Em 2003, o governo instituiu o Programa Brasil Alfabetizado (PBA), que em 2009 já contabilizava investimentos de R$ 2 bilhões. O PBA é voltado para a educação de jovens e adultos (EJA), por meio de apoio a estudantes e aos e professores da rede pública. Segundo dados da página do programa na internet, relativos ao ano de 2010, mais de um milhão e meio de pessoas estão sendo alfabetizadas por meio do PBA. Os resultados, no entanto, ainda estão longe do esperado. Entre 2000 e 2010, a taxa de analfabetismo entre a população a partir dos 15 anos caiu de 13,63% para 9,63%, segundo o IBGE.

“Acho que é um programa bonito, assim como outros governos fizeram também. Não é novidade a sociedade brasileira querer alfabetizar as pessoas que não tiveram acesso à educação regular. Mas nós temos muitas dificuldades para implementar isso”, aponta a pesquisadora da Faculdade de Letras da Universidade Federal do Rio de Janeiro (UFRJ), Maria Cecilia de Magalhães Mollica. Há alguns anos a linguista vem desenvolvendo pesquisas voltadas à EJA e aponta que os motivos para a evasão são vários e devem ser considerados nas políticas de Estado. “Há muitas razões, o próprio governo sabe por quê. Ele entende que tem que oferecer a EJA, mas não pode obrigar, propriamente, as pessoas a fazer.

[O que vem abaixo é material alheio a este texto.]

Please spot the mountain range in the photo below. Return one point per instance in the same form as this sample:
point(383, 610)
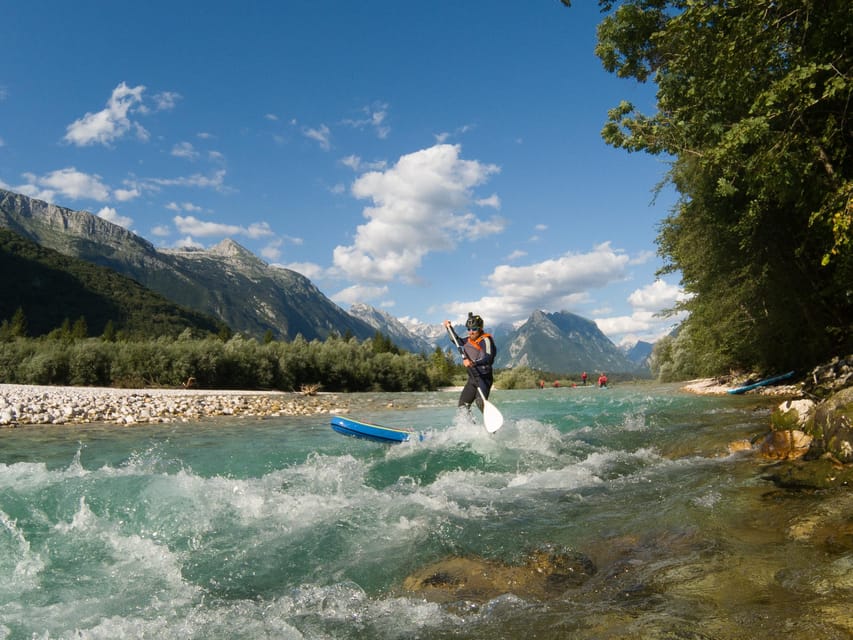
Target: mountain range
point(229, 283)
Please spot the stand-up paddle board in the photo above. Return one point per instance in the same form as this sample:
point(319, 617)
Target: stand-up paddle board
point(761, 383)
point(378, 433)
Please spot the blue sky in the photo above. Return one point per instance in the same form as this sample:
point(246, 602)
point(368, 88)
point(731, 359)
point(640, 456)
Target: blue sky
point(427, 158)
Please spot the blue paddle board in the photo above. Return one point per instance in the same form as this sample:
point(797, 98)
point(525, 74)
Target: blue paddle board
point(761, 383)
point(378, 433)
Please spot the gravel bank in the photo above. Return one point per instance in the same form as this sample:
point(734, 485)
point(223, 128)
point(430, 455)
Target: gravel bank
point(25, 404)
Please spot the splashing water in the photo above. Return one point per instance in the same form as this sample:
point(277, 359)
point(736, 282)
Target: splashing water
point(282, 528)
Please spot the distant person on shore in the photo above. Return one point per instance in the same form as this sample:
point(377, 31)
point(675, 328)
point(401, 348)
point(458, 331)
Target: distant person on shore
point(478, 356)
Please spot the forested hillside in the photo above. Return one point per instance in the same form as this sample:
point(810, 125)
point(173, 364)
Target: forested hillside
point(49, 289)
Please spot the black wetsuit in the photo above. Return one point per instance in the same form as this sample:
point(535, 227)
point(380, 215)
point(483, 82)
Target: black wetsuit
point(481, 352)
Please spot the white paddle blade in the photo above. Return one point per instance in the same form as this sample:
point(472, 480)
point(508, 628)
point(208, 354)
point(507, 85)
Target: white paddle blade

É possível, no entanto, criar mecanismos de estímulo para que a meta seja alcançada”, aponta. Para Mollica, um desses mecanismos seria criar classes por faixa etária, pois as turmas são muito heterogêneas. Esse mecanismo poderia ajudar, por exemplo, a reduzir a evasão dos mais jovens, que foram alunos problemáticos, geralmente envolvidos com álcool e drogas e com quem a escola e a sociedade não conseguiram lidar.

“A questão é até que ponto e que tipo de motivação o aluno tem para buscar a EJA. Existe um imaginário coletivo de que através da escolaridade formal você chega a patamares melhores na sociedade. Porém, colhi relatos de pessoas para quem os saberes acumulados até então já bastam, são suficientes no seu modo de vida”, afirma. Para a pesquisadora da UFRJ, é necessário levar em conta as diversas variáveis que envolvem o interesse e a frequência aos programas de EJA e aplicá-los de acordo com a demanda de cada local.

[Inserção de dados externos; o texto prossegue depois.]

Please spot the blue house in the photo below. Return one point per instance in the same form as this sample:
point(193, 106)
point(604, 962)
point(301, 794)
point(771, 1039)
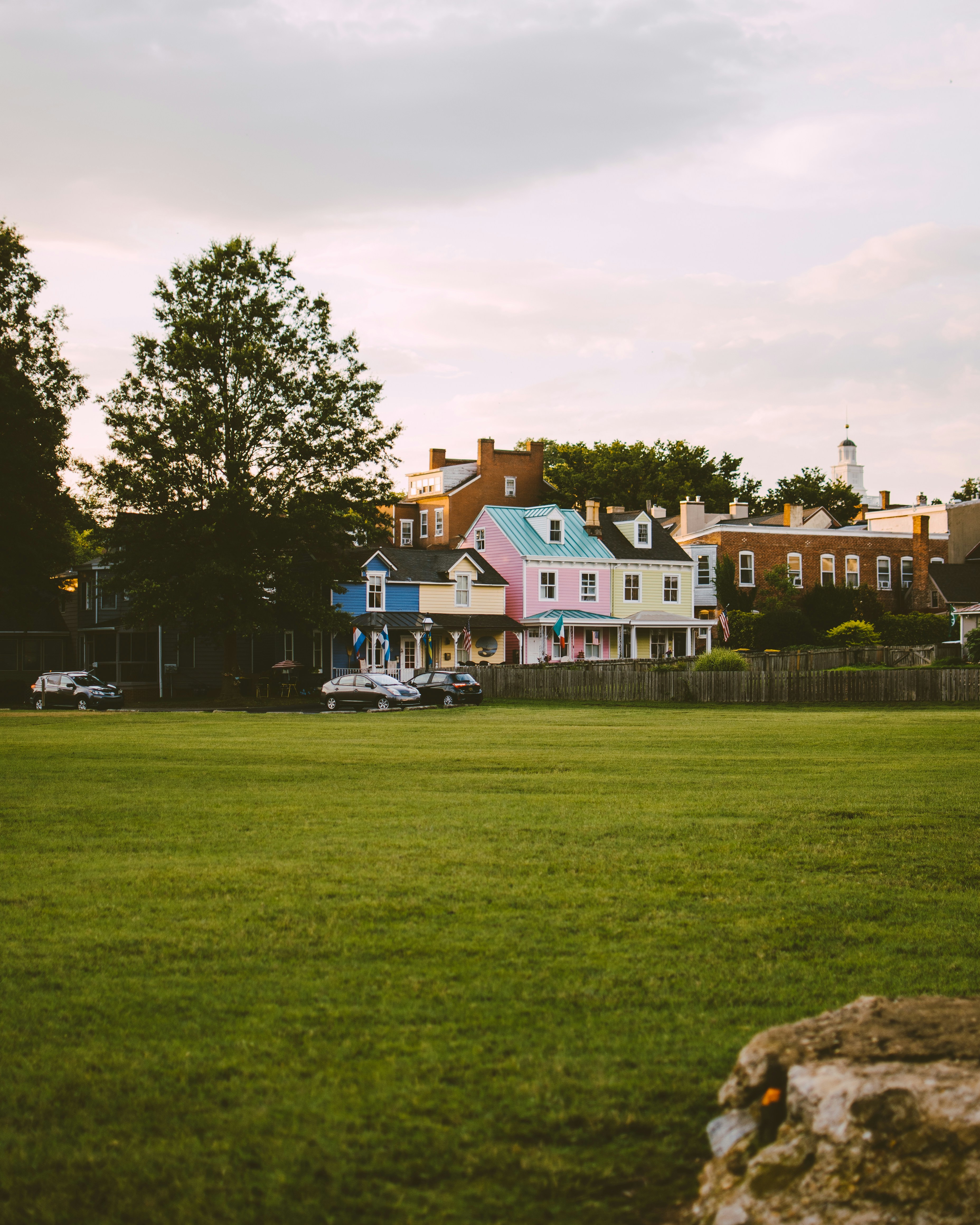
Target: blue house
point(456, 588)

Para Nima Spigolon, da Unicamp, “é importante discutir a evasão não somente em relação ao aluno que sai, mas sobre os motivos da não permanência desse aluno. É uma questão muito mais sociológica desse sujeito, das condições pedagógicas que estão sendo oferecidas a ele, e não jogar a culpa no aluno”. E questiona: “Como se dá a permanência desse adulto no espaço educativo?”. Segundo a educadora, é preciso olhar para a formação de professores, as condições estruturais de atendimento dos alunos, da pedagogia de ensino e aprendizagem e em como a escola está recebendo esses alunos.

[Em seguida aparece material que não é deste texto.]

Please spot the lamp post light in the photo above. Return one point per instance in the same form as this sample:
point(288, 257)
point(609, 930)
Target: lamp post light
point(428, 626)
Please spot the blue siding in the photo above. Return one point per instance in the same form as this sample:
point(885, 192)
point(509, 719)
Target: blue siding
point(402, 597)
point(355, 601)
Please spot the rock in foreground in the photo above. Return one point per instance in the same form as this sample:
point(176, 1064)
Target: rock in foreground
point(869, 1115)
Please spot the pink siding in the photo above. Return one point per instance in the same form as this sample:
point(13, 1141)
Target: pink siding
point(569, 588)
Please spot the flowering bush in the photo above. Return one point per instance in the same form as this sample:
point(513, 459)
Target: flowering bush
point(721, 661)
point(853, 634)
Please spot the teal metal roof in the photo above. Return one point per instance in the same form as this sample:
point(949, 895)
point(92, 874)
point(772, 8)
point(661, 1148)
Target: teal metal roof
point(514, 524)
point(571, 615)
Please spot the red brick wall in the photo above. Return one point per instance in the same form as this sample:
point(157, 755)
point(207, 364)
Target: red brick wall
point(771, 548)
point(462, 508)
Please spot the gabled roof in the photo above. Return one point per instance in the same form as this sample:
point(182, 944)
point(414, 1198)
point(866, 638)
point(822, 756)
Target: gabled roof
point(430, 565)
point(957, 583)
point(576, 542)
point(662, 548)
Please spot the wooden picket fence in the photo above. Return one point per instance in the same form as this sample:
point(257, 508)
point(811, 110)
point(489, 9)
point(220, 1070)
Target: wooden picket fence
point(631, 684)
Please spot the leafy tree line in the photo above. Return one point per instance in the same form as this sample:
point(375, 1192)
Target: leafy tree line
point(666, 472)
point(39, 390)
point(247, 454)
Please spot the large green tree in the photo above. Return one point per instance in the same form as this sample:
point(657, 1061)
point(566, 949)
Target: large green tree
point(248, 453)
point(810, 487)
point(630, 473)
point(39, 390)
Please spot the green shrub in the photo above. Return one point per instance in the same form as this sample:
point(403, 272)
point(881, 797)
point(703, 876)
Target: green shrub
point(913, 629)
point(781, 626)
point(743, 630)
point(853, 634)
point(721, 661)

A população rural é apontada como um público de difícil alcance pelos programas de alfabetização. Em declarações à imprensa, o ministro da Educação Fernando Haddad apontou essa população, em especial a rural idosa, como o maior desafio no combate ao analfabetismo. Tal constatação é atenuada na visão do sociólogo Alceu Ravanello Ferraro, da Universidade Federal do Rio Grande do Sul (UFRGS), ex-membro do Comitê de Pesquisa do Inep. Para ele, o analfabetismo esteve sempre fortemente associado ao campo. “Em termos relativos, isso permanece verdadeiro: as taxas de analfabetismo continuam mais elevadas no campo do que na cidade. Mas, em termos absolutos, o número de analfabetos é bem mais elevado hoje no meio urbano do que no meio rural. Sob este segundo aspecto, o analfabetismo está tornando-se um fenômeno crescentemente urbano. Fenômeno que, a meu ver, não tem merecido a devida atenção, nem da pesquisa nem da política educacional”, afirma Ferraro.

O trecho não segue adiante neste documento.